Vladimir Galeana
Uno de los dos peores males que presenta la administración pública Federal, además de las locales, está, sin lugar a dudas, en ese cáncer que corroe las entrañas del sistema político mexicano llamado corrupción. Y no es que esté descubriendo el hilo negro, porque el otro se llama incompetencia, y la suma de los dos han propiciado el desastre que tenemos como país con más de la mitad de nuestra población en situación de pobreza, y que desde la etapa de la Revolución Mexicana ha sido un cáncer de difícil erradicación.
El problema es que esa corrupción se ha convertido en una tradición y es practicada desde los altos cargos hasta los nimios; aunque la diferencia es que arriba se acumulan enormes capitales, mientras abajo se cobran cuotas por disminuir horarios, cobros por justificar faltas y otorgar permisos extemporáneos, por subir en el escalafón, y muchas cosas más que día con día se presentan. El problema de la corrupción, tenemos que aceptarlo, es un mal endémico del sistema político mexicano.
Desconozco si Andrés Manuel López Obrador tenga la firme decisión de arrancar de tajo la corrupción, y por mucho que siga remarcando que él no es corrupto, habrá que señalar que quien permite que se integren a su equipo de colaboradores elementos que tienen antecedentes de corrupción es porque o mantiene complicidades con ellos, o simplemente porque no hay de donde escoger y se opta por los menos malos. Aunque en el caso de los hombres y mujeres que lo acompañan, existe una larga lista de elementos muy malos y con una enorme estela de corrupción.
Pero al considerar aquello de que los corruptos del ayer han sido limpiados por el hombre que todo lo dispone, lo perdona y limpia, tendremos que otorgar el beneficio de la duda a esos hombres y mujeres que en el pasado se distinguieron por hurtar el dinero público y el ajeno, por aquello de las pensiones hurtadas en Texcoco, y que ahora han sido redimidos y perdonados por quien, desde hace tiempo, decidió asumirse como el adalid de la decencia y de la honorabilidad.
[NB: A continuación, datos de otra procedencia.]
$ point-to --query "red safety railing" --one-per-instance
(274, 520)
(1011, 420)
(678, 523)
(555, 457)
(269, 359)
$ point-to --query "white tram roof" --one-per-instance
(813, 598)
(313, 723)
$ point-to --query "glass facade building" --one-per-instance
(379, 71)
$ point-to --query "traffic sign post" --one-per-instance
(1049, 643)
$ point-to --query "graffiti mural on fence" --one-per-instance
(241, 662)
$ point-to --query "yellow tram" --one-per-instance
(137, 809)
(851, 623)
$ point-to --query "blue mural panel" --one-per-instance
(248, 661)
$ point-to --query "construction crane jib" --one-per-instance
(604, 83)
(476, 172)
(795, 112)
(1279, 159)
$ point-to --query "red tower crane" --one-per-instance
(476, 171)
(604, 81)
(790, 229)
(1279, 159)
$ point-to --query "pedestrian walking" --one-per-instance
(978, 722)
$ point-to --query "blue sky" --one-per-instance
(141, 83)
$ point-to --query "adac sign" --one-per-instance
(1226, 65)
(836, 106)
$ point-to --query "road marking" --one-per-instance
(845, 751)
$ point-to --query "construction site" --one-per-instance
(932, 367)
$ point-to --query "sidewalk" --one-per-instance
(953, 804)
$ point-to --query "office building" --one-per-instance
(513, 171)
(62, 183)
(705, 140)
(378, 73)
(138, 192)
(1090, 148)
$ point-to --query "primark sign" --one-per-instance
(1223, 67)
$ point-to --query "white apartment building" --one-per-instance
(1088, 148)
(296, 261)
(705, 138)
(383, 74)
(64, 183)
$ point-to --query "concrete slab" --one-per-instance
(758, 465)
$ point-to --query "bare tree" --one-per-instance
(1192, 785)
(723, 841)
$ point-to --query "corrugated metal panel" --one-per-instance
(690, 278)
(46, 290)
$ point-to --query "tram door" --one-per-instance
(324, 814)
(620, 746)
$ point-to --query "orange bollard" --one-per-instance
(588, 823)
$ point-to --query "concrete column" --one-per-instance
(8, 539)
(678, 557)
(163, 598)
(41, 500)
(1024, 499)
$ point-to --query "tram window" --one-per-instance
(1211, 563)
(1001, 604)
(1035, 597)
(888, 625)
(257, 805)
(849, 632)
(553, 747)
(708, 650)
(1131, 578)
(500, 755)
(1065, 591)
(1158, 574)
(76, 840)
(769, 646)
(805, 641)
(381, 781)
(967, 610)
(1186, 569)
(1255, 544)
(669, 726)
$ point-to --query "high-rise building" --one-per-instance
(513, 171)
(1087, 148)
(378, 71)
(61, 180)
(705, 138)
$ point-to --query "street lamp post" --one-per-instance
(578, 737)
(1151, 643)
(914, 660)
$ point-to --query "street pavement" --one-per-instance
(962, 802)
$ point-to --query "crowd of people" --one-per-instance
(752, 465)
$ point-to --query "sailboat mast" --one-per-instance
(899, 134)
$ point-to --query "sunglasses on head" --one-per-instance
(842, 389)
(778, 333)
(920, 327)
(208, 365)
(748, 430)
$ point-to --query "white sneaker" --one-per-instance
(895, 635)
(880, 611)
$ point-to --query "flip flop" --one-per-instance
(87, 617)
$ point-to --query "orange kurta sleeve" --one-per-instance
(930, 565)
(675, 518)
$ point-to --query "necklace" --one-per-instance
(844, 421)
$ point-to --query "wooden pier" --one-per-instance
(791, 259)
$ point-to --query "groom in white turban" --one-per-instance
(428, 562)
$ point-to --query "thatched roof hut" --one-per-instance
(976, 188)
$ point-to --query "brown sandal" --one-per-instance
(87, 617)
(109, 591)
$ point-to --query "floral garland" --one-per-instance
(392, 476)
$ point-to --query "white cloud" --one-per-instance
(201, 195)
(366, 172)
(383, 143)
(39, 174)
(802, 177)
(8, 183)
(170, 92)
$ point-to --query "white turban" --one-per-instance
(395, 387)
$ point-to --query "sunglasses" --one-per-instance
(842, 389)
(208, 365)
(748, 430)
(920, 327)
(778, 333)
Si el señor Andrés Manuel López Obrador pretende erradicar de tajo cualquier tipo de corrupción, no basta con imponer penas severas que determinen muchos años de encierro a quien se preste a ese tipo de componendas, porque habrá a quienes se quiera perdonar como ha ocurrido en el pasado. La tentación autoritaria pudiera estar presente ante acusaciones a los principales elementos de un gabinete que, hasta ahora, cuenta con el favor del líder máximo, pero que en el pasado también participaron en los procesos de la corrupción y construyeron cuantiosas fortunas al amparo del poder.
Si de verdad se trata de castigar a los corruptos, se debe construir una Fiscalía Especial para el Combate a la Corrupción que tenga autonomía propia y un Consejo Ciudadano que avale cada una de sus acciones. De no hacerlo así, tanto la Procuraduría General de la República como la fiscalía que se determine serán un ejemplo más de impunidad y una pantomima hecha a la medida para cambiar costumbres, modos y conductas, para seguir simulando y que todo siga igual. López Obrador tiene la oportunidad de hacer historia, y eso dependerá de la verdad de sus intenciones. Al tiempo.